The Kingdom of God is a rather big mystery. There are many things that we will never know about it (this side of heaven). Yet there is plenty we do know, valuable characteristics that are important to emphasize to our young people. One of those characteristics is that the kingdom is made up of the poor and downtrodden. We know this because Jesus made statements about it while he was teaching on earth. He claimed that he was here for the “sick,” because the healthy did not need a physician. It is important to take note of this radical statement, because the religious leaders of the first century missed his point.
We see this evidenced in a dinner party that Jesus was invited to, recorded in Luke 14.
Jesus challenges the host to invite people to his future parties who will likely be unable to repay the favor (the poor, the crippled, the lame, the blind), because the gesture will ultimately be of greater reward in heaven. Another guest responds to this instruction saying, “Blessed is the one who will eat at the feast in the kingdom of God” (Luke 14:15).

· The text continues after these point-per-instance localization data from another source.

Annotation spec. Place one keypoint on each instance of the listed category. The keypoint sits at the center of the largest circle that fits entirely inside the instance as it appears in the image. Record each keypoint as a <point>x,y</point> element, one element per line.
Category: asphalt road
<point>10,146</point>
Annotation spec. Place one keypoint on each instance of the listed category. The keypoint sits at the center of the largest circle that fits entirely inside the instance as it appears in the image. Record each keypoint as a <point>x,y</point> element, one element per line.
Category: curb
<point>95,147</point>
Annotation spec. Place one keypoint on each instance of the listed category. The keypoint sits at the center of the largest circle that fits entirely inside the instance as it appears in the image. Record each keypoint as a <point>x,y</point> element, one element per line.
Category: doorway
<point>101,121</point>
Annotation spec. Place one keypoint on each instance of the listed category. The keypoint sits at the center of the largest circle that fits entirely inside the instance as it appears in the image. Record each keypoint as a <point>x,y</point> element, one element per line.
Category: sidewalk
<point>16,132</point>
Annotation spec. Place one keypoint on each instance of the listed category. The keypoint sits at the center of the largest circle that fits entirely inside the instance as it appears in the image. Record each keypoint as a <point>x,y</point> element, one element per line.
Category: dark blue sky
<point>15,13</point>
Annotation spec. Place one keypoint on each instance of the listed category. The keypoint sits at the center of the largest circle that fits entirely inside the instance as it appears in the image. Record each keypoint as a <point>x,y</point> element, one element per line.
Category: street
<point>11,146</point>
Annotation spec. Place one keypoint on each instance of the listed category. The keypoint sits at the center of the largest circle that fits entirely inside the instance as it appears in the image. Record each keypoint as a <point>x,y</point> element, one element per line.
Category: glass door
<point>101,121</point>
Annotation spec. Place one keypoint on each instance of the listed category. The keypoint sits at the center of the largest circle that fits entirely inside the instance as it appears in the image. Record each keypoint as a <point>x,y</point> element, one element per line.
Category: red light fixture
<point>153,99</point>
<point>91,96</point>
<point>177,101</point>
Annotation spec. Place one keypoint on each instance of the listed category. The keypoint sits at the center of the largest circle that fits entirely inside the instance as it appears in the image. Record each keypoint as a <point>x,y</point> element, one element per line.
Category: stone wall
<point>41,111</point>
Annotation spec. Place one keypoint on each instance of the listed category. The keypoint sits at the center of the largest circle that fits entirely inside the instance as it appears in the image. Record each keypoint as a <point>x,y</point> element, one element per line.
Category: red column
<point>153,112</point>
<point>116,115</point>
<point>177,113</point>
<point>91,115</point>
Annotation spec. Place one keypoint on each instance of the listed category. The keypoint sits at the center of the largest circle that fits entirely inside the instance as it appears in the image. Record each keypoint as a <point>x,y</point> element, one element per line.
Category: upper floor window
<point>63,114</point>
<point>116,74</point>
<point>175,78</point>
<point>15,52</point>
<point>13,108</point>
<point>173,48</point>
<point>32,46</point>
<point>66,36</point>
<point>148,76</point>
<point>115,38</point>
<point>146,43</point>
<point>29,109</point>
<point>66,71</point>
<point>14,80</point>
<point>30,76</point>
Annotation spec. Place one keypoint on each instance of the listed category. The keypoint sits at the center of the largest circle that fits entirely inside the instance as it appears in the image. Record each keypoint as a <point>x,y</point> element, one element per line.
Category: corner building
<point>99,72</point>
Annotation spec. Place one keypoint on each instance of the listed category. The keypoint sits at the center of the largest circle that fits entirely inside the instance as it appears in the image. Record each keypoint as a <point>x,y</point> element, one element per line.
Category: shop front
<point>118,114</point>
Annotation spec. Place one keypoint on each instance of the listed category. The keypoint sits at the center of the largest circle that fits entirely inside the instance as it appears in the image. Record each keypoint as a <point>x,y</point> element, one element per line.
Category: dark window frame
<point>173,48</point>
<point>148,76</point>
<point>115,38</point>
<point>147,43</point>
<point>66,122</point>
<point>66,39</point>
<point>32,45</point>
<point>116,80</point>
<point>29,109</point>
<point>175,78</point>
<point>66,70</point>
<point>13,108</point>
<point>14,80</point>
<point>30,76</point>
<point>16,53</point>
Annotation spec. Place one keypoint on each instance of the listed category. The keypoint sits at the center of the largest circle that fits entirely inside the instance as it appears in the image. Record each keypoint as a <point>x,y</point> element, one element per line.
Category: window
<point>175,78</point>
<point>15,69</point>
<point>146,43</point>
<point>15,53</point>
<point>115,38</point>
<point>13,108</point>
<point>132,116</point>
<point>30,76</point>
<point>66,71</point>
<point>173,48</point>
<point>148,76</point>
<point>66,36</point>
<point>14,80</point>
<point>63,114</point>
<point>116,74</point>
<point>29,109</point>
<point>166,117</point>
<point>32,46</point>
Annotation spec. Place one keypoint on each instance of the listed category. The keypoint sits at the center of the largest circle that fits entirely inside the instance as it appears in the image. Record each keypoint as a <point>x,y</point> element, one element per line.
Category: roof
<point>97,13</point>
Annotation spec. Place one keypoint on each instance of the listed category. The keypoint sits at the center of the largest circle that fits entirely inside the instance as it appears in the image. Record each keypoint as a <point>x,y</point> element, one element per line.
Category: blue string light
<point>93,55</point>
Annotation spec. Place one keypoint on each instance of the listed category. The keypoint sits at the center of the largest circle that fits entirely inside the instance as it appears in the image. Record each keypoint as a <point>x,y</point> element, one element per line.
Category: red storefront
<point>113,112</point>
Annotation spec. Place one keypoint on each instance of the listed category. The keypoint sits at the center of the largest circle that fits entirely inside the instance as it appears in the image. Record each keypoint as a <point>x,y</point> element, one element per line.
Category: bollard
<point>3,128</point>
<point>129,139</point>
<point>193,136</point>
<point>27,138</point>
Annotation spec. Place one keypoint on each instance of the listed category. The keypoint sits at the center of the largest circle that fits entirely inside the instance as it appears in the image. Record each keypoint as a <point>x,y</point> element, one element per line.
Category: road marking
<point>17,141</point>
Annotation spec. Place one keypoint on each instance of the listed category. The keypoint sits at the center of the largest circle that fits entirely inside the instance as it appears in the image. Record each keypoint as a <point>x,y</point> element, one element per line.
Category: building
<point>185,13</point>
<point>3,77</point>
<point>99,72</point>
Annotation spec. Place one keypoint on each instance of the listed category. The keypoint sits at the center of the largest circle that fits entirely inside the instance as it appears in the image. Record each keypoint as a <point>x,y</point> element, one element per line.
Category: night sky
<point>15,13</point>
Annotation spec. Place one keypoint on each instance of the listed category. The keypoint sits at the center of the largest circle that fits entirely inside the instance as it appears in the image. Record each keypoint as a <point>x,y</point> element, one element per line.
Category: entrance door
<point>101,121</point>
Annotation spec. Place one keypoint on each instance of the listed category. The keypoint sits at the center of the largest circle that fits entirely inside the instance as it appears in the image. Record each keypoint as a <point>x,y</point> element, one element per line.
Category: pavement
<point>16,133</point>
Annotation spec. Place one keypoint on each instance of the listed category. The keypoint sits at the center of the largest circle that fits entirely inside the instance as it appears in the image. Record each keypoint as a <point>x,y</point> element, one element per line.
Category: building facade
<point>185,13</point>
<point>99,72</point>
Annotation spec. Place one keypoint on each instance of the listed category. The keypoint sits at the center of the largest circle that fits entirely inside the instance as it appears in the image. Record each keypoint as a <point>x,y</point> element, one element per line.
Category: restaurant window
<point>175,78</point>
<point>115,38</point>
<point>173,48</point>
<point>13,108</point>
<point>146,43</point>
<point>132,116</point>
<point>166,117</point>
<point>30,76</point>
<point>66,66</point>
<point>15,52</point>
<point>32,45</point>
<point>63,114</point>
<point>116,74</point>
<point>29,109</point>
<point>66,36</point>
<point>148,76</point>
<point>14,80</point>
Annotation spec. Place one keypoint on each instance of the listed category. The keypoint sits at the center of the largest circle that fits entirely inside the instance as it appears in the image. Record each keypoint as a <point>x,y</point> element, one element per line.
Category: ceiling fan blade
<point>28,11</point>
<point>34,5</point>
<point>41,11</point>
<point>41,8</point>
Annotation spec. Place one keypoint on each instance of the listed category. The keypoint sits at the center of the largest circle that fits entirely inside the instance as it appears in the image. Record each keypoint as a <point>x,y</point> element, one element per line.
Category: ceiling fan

This comment leads to a parable from Jesus about what the kingdom of God will really look like. Jesus shares the story of a great host who had prepared a gorgeous banquet. In the story, the time had come for the guests to arrive, so he sent out his servant to remind them. However, the guests all turn down the invitation because of more pressing matters – none of them in-errantly evil tasks, but for what they were giving up and who they were slighting, they were incredibly trivial. The master, upon hearing this news, sent out his servants to bring in the beggars and cripples off the streets. He would fill his house with those who had nothing in this world, those who had been rejected.
The religious elite passed over the significance of the host’s invitation. When it came time for the feast, they had more important things to do.
Jesus came to establish His kingdom on earth, and while in many ways it is “not yet,” it is also now. We have all been invited, but it is only those who recognize that they are poor and destitute who can truly accept all that the invitation offers.
It is crucial that we understand the role that we play in this story. On one level we, as ministers of the gospel, are the servants being sent out with this glorious invitation. We are to go to those who are poor and downtrodden and invite them to join in the kingdom. We can demonstrate the love of God in loving our downcast neighbor.
The “poor” and “downtrodden” are not limited to homeless people and international refugees, though. On a fundamental level, we are all poor and needy. And we have all been extended this same magnificent, undeserved invitation to the banquet. Only when we see ourselves as the beggar can we have the eyes to see and empathize with the needy around us.
Likewise, our students are poor and downtrodden as well (regardless of their parents’ income).
How are we passing this imperative aspect of the kingdom on to the next generation? Do we confess our weakness to them? Do we encourage them to see their own brokenness? Are we modeling the importance of inclusion and the invitation of the outcast and neglected? Do the youth under our care witness us going beyond social norms and reaching out to the social exile on a regular basis?
It is so crucial that we not only teach our youth this principle of the kingdom, but also demonstrate it and challenge them to live it out. In a culture that aims to be all-inclusive we, ministers of Christ, need to forego the religious piety of the Pharisees and scribes. Instead, may we demonstrate to our young people that the church and Christianity is a champion of the weak, the outcast, and the foreigner – because we are all that person. May we share this truth with the love of Christ, pouring out grace and mercy to all those around us. Because grace and mercy has been poured out over us.
This parable in Luke speaks to another aspect of the kingdom, and that is the urgency of the invitation. Time is of the essence when it comes to delivering the invitation of the gospel. The gospel is a word of freedom and salvation. We are not responsible for how others respond, but we can make sure that they have something to respond to.
Are we passing on this urgency to our students? Do they know just how good this invitation is for them? We have developed a lethargic attitude within the church when it comes to the message of the Kingdom. “It will happen when it happens.” We must remove this stalemate attitude and buck the status-quo. We need to engage our youth with the passion and time-urgent message of our Father’s love, poured out on the cross. May our teens and our families be filled with desire from the Holy Spirit to share the gospel invitation, not only with their friends and families (people just like them), but also to those who are cast out from society, even Christian society, deemed unworthy of love and attention. What were we before the Father showered us with His love?